Il DNA, fornendo il codice per la sequenza degli amminoacidi, permette alla cellula di produrre determinate proteine. Questo è tutto quello che esso può fare... Il problema posto dalla morfogenesi non si ferma però alla questione di fornire le proteine giuste alle cellule giuste al momento giusto. Il problema è capire come, date queste proteine, le cellule si organizzino in forme particolari, e come si sviluppino in organismi di particolari forme. Il DNA ci aiuta a capire come otteniamo le proteine che forniscono, per così dire, i mattoni e il cemento con cui l'organismo viene costruito, ma non spiega in che modo questi elementi vengano a comporsi in particolari modelli e forme.

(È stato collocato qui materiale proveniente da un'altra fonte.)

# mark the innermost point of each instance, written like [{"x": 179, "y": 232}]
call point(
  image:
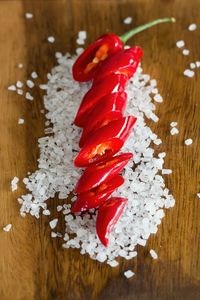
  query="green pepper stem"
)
[{"x": 126, "y": 36}]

L'idea del DNA e dà forma agli organismi e programma il loro comportamento è un'estrapolazione del tutto illegittima dall'insieme dei dati noti sull'azione del DNA...
Nel quadro del modello meccanicistico, tutto quello che ha a che fare con l'ereditarietà e le proprietà di organismi viventi viene proiettato sul DNA: tutti i problemi insoluti in biologia vengono attribuiti... al DNA... Perciò, la costruzione scientifica che inizia come una rigorosa e ben definita teoria sul modo in cui il DNA codifica il RNA e quest'ultimo codifica le proteine, ben presto diventa una sorta di teoria mistica in cui il DNA ha inspiegati poteri e proprietà che non possono assolutamente essere specificati in esatti termini molecolari... Questi presunti maggiori poteri e proprietà sono, a mio modo di vedere, il risultato dell'azione dei campi morfogeni.
Attualmente si nutre la grande speranza di poter comprendere le forme in sviluppo di embrioni in base all'azione dei cosiddetti morfogeni, sostanze chimiche che, presumibilmente sotto la direzione del DNA, controllano la forma che viene assunta dagli embrioni. Il lavoro fin qua svolto sembra promettente, e si già visto che un particolare elemento chimico, l'acido retinoico, ha un certo effetto sotto questo punto di vista.
Non è però chiaro se l'identificazione di questi composti risolverà il problema della forma, perché i meccanicisti quasi certamente continueranno a metterli sotto il controllo del DNA, ritenendo eretico permettere che qualcosa sfugga all'egemonia del codice genetico. L'identificazione dei morfogeni parrebbe, quindi, limitarsi a inserire un altro anello nella catena dei meccanicisti senza risolvere i problemi indicati da Sheldrake. In ogni caso, Sheldrake si preoccupa non solo delle forme assunte da esseri viventi come gli embrioni ma anche di quelle di oggetti inanimati come i cristalli e nessun morfogeno è stato ipotizzato per poter spiegare la comparsa della forma in tale genere di oggetti.
Secondo la dottrina del materialismo estremo o radicale, la coscienza dev'essere scartata fuorché come funzione dei processi fisici che avvengono nel cervello; non si è però costretti ad assumere questa rigidissima posizione se si accetta l'ipotesi della causazione normativa. In essa è possibile seguire una concezione dettata dal senso comune, come spiega Sheldrake, che è quella di riconoscere la realtà della propria coscienza. Indubbiamente questo atteggiamento non è troppo impegnativo. Dopo tutto, è quello che ogni essere umano, perfino i materialisti più convinti, assume comunque.